Marketing 3 - Branding

BACK TO KNOWLEDGEBASE
Deborah Pearce
By Deborah Pearce

 Branding covers a number of elements:

  1. How you portray yourself i.e. your photo
  2. Your logo and design of your marketing i.e. leaflets and adverts
  3. You!! You are your branding when you are a self-employed therapist

Now is the time to take some time.  Consider who you are, what you do and who your likely client is going to be?

 
Lovely but not professional

Your Photo

Above all it should be professional.  That makes a statement that you mean business.  We have spoken with therapists who have spent as little as £60-£70 on a professional shot and been extremely pleased.  We'd recommend you spend anywhere between £70 and £150.

Your photo should be warm, a smile is always good - remember you're starting the therapeutic alliance right here.  So imagine someone stood behind the cameraman whilst your photo is being taken, someone with Mickey Mouse ears perhaps?  Or think of something funny, such as your favourite comedian and what would be happening if they were stood behind the camera?

 
Warm and approachable

Watch out for the background, make sure it's suitable before you start - take a few test shots. Also, remember it needs to be low resolution if you load it to a website otherwise it'll slow down the pages loading.

Your photo is a large part of your business, it should appear everywhere possible, your website; your leaflets; your adverts.
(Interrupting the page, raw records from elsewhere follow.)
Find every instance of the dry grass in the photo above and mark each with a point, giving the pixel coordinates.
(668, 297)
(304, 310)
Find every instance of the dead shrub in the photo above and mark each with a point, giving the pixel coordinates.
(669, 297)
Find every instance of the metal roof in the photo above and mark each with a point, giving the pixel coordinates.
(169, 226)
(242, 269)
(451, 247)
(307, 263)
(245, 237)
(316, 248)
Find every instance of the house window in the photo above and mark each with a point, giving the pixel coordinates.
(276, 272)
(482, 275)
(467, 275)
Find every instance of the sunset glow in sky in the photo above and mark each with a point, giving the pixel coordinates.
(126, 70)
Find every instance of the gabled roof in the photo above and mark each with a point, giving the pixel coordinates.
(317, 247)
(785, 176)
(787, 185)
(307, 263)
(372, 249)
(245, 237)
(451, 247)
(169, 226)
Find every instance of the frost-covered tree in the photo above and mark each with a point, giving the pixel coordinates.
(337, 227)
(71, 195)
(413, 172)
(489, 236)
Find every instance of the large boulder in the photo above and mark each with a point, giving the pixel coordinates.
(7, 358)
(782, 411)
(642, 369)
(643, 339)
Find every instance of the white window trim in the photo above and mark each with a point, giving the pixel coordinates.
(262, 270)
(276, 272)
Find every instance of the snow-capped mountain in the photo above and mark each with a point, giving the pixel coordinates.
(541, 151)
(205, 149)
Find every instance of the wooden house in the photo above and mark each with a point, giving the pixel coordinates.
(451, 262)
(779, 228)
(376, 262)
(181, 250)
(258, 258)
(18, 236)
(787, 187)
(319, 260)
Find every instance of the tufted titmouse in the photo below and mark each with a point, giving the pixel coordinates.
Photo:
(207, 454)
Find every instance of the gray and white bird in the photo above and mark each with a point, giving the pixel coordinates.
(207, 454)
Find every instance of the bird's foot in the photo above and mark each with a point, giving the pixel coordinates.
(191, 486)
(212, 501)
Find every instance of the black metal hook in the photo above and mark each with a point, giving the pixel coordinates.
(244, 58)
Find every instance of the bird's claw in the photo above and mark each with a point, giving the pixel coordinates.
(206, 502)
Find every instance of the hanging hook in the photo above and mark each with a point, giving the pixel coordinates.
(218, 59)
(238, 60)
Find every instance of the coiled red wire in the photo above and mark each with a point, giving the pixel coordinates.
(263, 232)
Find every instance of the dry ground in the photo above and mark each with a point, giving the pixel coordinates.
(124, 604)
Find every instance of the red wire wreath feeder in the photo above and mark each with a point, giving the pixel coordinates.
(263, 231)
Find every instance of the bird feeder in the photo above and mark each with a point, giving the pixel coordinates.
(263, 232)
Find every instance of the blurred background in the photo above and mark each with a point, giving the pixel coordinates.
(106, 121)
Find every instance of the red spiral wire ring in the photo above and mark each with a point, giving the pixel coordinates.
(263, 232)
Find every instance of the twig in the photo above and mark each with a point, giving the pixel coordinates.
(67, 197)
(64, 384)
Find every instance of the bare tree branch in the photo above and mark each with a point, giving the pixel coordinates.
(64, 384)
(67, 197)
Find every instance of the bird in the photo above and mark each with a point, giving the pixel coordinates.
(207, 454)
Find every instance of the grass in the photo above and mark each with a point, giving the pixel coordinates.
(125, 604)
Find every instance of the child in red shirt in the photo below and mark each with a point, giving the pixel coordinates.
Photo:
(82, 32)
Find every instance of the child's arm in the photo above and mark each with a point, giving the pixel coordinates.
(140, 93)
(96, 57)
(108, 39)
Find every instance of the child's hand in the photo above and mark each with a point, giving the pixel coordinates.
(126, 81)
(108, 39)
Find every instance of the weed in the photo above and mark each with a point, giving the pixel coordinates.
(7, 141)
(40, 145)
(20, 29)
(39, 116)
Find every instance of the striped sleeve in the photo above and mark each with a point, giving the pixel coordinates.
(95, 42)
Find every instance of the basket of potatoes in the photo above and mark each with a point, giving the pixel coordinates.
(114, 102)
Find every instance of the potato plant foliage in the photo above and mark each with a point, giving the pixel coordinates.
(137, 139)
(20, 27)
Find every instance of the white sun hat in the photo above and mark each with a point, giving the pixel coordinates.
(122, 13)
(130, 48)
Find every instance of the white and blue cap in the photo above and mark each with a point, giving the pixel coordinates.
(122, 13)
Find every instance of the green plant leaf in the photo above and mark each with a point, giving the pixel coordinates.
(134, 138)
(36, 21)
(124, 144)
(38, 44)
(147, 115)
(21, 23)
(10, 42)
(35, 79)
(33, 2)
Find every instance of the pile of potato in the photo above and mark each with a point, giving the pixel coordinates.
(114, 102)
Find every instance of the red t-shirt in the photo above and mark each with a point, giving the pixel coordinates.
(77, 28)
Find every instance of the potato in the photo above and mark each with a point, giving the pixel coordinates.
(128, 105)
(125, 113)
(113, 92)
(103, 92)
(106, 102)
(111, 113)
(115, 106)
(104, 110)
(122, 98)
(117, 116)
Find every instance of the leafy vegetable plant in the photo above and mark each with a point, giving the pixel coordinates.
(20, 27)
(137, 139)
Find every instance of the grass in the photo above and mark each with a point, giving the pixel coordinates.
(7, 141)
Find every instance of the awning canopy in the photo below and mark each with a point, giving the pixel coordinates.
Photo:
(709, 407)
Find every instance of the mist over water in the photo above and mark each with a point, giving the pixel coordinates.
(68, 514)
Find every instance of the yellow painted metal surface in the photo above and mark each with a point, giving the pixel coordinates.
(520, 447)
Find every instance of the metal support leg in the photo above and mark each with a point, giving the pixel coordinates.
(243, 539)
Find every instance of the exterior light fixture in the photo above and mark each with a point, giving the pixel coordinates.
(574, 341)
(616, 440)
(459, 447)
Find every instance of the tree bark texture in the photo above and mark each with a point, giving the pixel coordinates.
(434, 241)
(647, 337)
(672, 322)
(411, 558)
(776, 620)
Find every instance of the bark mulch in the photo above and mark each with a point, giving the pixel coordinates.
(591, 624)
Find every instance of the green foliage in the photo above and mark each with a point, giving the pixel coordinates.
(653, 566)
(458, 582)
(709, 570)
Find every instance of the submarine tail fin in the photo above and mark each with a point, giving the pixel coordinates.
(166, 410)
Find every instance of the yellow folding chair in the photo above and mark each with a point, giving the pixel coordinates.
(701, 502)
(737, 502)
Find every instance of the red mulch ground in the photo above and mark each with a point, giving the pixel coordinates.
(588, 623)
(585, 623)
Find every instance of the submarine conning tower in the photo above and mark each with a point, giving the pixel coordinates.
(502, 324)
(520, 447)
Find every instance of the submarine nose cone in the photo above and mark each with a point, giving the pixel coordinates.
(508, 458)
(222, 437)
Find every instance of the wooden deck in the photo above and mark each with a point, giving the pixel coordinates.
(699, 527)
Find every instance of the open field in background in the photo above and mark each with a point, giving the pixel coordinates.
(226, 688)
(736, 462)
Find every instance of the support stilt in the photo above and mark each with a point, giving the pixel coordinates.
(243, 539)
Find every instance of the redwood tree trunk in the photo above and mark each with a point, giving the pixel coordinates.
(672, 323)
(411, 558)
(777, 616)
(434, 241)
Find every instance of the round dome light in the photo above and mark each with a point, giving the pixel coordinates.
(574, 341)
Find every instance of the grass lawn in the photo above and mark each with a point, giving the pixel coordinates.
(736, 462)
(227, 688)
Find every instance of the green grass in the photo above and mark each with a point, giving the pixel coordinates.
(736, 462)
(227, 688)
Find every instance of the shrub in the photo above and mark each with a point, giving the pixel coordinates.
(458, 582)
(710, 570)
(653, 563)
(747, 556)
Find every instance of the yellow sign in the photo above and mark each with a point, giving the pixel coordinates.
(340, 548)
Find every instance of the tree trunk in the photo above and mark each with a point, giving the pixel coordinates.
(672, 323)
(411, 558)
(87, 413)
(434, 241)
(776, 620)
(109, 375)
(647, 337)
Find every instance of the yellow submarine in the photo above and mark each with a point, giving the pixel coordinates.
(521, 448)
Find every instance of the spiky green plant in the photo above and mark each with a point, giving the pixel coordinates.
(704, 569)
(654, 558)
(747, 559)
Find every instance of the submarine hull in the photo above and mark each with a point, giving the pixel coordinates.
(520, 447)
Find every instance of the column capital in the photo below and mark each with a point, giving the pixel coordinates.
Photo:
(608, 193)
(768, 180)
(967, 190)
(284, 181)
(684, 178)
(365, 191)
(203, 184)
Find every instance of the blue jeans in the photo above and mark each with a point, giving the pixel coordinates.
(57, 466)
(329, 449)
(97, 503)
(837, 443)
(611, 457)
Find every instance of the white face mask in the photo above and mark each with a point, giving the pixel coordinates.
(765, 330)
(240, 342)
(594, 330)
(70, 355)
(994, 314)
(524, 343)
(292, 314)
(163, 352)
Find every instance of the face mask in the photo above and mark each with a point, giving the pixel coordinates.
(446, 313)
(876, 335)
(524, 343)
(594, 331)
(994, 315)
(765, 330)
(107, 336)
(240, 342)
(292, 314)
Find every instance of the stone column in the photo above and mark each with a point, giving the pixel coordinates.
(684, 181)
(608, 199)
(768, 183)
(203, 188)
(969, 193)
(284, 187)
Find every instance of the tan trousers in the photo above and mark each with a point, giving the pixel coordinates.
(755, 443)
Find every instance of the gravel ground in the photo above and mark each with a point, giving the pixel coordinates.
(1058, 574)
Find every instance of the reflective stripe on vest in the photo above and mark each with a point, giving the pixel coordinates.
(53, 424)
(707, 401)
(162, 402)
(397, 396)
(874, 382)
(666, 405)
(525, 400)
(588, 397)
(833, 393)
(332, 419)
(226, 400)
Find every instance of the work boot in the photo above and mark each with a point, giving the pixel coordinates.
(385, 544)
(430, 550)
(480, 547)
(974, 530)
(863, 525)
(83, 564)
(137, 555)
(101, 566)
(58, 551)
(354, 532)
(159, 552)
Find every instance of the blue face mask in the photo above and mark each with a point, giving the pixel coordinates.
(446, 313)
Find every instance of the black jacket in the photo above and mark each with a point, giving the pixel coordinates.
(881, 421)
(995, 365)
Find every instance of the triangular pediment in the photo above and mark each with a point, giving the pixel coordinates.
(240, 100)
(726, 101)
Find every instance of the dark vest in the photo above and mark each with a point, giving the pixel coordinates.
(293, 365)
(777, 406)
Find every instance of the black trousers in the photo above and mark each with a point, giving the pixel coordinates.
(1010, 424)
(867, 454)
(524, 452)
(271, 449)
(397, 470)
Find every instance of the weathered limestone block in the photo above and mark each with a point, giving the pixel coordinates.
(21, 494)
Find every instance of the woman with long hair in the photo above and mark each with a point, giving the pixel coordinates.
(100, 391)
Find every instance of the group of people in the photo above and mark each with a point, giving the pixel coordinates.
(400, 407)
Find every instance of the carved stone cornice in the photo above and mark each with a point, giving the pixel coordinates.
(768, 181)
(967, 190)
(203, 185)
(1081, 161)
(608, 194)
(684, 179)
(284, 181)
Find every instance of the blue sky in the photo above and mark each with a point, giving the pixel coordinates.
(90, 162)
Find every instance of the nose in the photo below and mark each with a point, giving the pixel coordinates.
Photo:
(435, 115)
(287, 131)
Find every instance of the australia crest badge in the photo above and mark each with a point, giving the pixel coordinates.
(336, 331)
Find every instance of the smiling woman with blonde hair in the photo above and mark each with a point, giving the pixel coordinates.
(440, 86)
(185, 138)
The more your photo appears, the more you get known, the more clients you are likely to get!

We both agree that we absolutely hate having our photo taken, but it is truly worth the pain - honestly!

Your Logo

In addition to what we covered about your logo on the 'Basics' page, you should consider the following when having your logo designed:

  1. Who are your audience, are they the general public or are you more likely to be appealing to the corporate market?  This should be conveyed to the person designing your logo.
  2. What do you want to convey with your logo - relaxation, healing, change of mindset, strength etc.
  3. When you look at the options your designer gives you, consider do they 'fit' with your business and how you will appear to your clients?  For instance, if your logo is sharp and strong, it might appeal to the corporate sector, if it's gentle and calming it might appeal to females etc.

 
Good times but not quite right for clients!

You don't want your branding to give the impression of being one type of therapist and then when the client arrives they are surprised as you are not what they expect.

You!!

Most importantly of all, you are your company!  Debs and Nic go into this quite a bit on their DVD.  For instance, when you walk into a supermarket, if one of your clients is with a friend and nudges them to say "there's my therapist who's really good..." but you walk in looking as though you have the weight of the world on your shoulders, then is that friend likely to approach you?

We're not saying that 24/7 you have to go around with a constant smile on your face, but do be more aware that you are conveying an impression of how you would be in a session with your client - even when you are queuing at a supermarket checkout!!


Professional and caring

Even small businesses need a unique, consistent brand. Devising your brand early on adds value to each and every element of your marketing, making each activity work harder for you. So, how do you create a brand that reflects who you are?